Adolfo Freitas faz uma leitura confrangedora para uma Madeira que já viveu a Revolução dos Cravos há muito tempo: “Há défice de liberdade. O trabalhador não se pode manifestar dentro da empresa. Inclusive há hotéis que os próprios comunicados do Sindicato, já não querem que sejam espalhados nas mesas dos refeitórios, nem das salas de convívio. Isto é uma forma de pressão. É evidente que as empresas têm de colocar à disposição dos delegados sindicais um meio para eles poderem dar a conhecer toda essa informação. O facto de não quererem que se distribua a mesma nos refeitórios ou nas salas de convívio já é, à partida, um indício daquilo que as empresas querem fazer: afastar a informação dos trabalhadores”.
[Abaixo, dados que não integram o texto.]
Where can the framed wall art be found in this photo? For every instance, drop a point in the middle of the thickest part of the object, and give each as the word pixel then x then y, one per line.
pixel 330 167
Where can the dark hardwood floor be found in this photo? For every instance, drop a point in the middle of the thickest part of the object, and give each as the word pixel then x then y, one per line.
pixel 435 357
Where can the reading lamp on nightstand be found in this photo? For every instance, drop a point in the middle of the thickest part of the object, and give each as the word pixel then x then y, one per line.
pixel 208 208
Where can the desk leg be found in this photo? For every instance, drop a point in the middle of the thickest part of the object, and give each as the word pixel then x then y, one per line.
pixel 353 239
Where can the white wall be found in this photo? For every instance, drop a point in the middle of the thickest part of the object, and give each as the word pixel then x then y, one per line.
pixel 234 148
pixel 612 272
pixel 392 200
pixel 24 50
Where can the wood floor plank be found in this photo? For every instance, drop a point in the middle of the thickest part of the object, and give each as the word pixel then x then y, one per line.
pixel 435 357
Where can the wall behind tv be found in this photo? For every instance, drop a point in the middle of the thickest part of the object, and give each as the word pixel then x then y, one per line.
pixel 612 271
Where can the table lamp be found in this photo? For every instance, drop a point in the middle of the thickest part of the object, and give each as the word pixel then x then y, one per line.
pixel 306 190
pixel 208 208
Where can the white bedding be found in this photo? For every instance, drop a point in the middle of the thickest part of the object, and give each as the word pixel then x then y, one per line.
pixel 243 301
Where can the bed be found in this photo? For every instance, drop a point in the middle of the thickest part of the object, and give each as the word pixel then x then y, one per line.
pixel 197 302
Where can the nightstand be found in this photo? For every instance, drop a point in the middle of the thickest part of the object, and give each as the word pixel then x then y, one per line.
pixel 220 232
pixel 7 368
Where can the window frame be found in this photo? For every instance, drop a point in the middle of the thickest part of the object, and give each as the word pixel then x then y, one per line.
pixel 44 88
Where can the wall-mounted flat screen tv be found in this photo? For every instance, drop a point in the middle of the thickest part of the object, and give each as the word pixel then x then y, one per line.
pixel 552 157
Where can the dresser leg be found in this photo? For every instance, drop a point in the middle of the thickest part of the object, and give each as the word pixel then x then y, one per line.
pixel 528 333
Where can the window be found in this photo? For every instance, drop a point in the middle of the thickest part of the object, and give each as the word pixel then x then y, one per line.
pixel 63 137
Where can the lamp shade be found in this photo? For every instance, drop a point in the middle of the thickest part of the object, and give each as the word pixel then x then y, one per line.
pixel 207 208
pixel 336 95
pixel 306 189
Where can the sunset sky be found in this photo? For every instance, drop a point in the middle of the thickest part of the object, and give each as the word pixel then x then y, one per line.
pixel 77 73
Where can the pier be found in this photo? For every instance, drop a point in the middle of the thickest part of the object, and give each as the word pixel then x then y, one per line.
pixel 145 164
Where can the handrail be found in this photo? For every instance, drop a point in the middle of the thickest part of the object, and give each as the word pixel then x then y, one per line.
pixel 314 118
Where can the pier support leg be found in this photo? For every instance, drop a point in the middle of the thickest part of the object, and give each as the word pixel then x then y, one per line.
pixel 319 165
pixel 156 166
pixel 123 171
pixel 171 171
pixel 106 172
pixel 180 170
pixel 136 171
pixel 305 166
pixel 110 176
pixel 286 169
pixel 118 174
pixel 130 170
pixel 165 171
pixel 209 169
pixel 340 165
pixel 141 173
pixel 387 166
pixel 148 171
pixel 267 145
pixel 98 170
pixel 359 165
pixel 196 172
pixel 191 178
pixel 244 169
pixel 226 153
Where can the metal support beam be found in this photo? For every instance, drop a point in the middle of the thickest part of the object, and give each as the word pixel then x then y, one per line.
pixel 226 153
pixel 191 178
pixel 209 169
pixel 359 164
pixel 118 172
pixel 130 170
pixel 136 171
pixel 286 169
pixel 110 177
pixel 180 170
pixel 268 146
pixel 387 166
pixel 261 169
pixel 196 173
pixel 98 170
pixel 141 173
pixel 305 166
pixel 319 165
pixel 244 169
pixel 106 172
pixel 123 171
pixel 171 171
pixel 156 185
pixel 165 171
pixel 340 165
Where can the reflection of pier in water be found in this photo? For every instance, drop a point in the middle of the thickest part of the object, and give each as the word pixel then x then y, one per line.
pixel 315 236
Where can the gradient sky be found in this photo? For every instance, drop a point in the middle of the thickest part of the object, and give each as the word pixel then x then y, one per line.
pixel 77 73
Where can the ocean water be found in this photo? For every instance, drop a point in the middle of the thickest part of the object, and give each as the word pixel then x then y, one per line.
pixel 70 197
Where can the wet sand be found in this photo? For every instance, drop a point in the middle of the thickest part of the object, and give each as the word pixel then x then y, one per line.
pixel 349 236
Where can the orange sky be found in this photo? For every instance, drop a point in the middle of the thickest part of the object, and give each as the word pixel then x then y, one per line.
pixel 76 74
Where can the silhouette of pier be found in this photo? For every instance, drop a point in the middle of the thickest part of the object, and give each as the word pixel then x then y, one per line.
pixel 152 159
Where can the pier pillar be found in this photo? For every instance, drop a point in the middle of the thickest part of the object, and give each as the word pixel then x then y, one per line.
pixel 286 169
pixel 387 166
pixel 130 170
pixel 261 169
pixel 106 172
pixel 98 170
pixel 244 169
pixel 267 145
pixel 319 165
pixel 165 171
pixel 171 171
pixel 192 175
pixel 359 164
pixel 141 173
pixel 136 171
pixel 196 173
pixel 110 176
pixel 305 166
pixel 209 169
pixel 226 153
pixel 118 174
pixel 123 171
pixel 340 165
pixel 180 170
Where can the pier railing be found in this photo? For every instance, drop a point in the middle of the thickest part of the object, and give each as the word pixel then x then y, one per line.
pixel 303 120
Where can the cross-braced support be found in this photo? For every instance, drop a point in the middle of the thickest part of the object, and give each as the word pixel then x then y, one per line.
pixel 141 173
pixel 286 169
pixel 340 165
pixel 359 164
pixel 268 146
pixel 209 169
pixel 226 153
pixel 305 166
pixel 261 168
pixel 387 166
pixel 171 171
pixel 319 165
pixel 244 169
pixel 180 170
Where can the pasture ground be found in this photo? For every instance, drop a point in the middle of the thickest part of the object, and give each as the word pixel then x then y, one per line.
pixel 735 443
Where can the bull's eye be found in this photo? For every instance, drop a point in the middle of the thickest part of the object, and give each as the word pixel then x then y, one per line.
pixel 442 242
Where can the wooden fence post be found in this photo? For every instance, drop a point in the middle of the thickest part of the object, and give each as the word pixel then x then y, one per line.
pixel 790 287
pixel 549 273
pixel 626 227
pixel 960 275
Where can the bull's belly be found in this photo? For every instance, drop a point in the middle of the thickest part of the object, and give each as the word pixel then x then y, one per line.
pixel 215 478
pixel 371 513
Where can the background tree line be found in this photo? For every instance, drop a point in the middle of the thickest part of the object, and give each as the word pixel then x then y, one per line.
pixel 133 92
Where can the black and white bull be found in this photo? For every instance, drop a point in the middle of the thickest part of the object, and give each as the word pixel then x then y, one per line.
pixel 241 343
Ora, um trabalhador que tem medo de lutar, é presa fácil na mão do patrão. Não reivindica, não contesta, não reclama os seus direitos, mesmo que alterem os horários, os dias de descanso, as funções. Cada vez que consente, não só vai ficando mais humilhado, como a sua situação se vai agravando.

“Se houver um trabalhador que tem um caso em tribunal, não sabe a dificuldade que é arranjar testemunhas para vir defendê-lo. Para mentir defendendo o patrão, muitos fazem-no sem medo algum. Mas para falar a verdade, infelizmente é muito difícil encontrar, dentro de uma empresa, colegas de trabalho que venham defender os outros, mesmo sabendo que eles estão inocentes. Temem as represálias que sobre eles se abaterão” – sentencia.

“Isto, só por si, já é demonstrativo do pânico que hoje se vive dentro das empresas de hotelaria. É um terrorismo social que as empresas impõem aos trabalhadores, com o medo do desemprego”.